February 13, 2016 by dgarnett2013
Dense chocolate loaf Cake: by Nigella Lawson from Genius Recipes by Kristen Miglore
Makes 8 – 10 slices
- 225g soft, unsalted butter
- 375g dark muscovado sugar
- 2 large eggs, beaten
- 1 tsp vanilla extract
- 100g best bittersweet chocolate, melted
- 200g plain flour
- 1 tsp baking soda
- 250ml boiling water
Preheat the oven to 190℃. Put a baking sheet on a lower rack in case of sticky drips later. Grease a 23cm x 13cm loaf pan and line with parchment paper (v. important, as this is a very damp cake).
Cream the butter and sugar together with an electric mixer, then add the eggs and vanilla, beating in well.
Fold in the melted and slightly cooled chocolate, taking care to blend well but being careful not to overbeat. You want the ingredients combined. You don’t want a light, airy mass.
Mix the flour and baking soda and gently add the flour mixture to the batter, alternately spoon by spoon with the boiling water until you have a smooth and fairly liquid batter.
Pour into the lined loaf pan. don’t overfill (use excess for cupcakes). Bake for 30 mins.
Turn the oven down to 170℃ and bake for another 15 mins (do not over bake). The cake will still be a bit squiggly inside, so a cake skewer won’t come out completely clean.

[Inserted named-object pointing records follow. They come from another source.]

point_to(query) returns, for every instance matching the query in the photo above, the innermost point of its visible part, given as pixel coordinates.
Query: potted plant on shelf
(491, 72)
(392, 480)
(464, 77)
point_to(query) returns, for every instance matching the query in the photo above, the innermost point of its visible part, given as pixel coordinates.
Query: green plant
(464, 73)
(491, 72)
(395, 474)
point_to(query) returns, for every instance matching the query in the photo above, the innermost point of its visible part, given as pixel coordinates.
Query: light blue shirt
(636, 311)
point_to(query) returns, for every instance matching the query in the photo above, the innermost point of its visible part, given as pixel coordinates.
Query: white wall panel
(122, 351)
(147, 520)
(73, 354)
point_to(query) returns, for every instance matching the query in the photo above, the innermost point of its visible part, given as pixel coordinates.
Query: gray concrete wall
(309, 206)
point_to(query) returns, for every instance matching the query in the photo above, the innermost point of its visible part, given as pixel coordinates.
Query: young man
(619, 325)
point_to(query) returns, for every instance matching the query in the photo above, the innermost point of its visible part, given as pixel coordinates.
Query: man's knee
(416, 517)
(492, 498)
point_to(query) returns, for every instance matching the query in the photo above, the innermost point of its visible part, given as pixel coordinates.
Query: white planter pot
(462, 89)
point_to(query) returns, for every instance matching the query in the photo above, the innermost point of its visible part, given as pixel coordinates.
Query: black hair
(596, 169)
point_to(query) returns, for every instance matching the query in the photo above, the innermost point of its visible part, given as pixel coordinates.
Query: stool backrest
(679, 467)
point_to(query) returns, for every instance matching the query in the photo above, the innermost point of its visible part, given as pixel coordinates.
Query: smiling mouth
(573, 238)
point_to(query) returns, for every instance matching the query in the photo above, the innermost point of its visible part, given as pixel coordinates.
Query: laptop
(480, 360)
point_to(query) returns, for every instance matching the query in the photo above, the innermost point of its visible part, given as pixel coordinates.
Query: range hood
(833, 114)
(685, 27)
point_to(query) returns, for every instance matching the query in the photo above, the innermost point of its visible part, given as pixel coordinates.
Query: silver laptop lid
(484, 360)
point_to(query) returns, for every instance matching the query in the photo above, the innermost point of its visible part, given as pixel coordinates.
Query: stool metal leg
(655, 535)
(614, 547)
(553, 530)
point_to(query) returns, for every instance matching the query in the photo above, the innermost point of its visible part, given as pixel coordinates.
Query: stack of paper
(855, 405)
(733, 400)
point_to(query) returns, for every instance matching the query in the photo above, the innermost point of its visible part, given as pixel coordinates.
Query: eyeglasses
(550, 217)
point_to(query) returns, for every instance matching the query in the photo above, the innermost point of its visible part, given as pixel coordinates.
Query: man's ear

Place the loaf pan on a rack and leave it to get completely cold before turning it out (or you can leave it for a day or so, to improve, like gingerbread). It will sink in the middle – because it is such a dense, damp cake.
Serve with creme fraiche.
Made and decorated by Rose and Charlie, who then decorated himself with paints before giving himself a bath.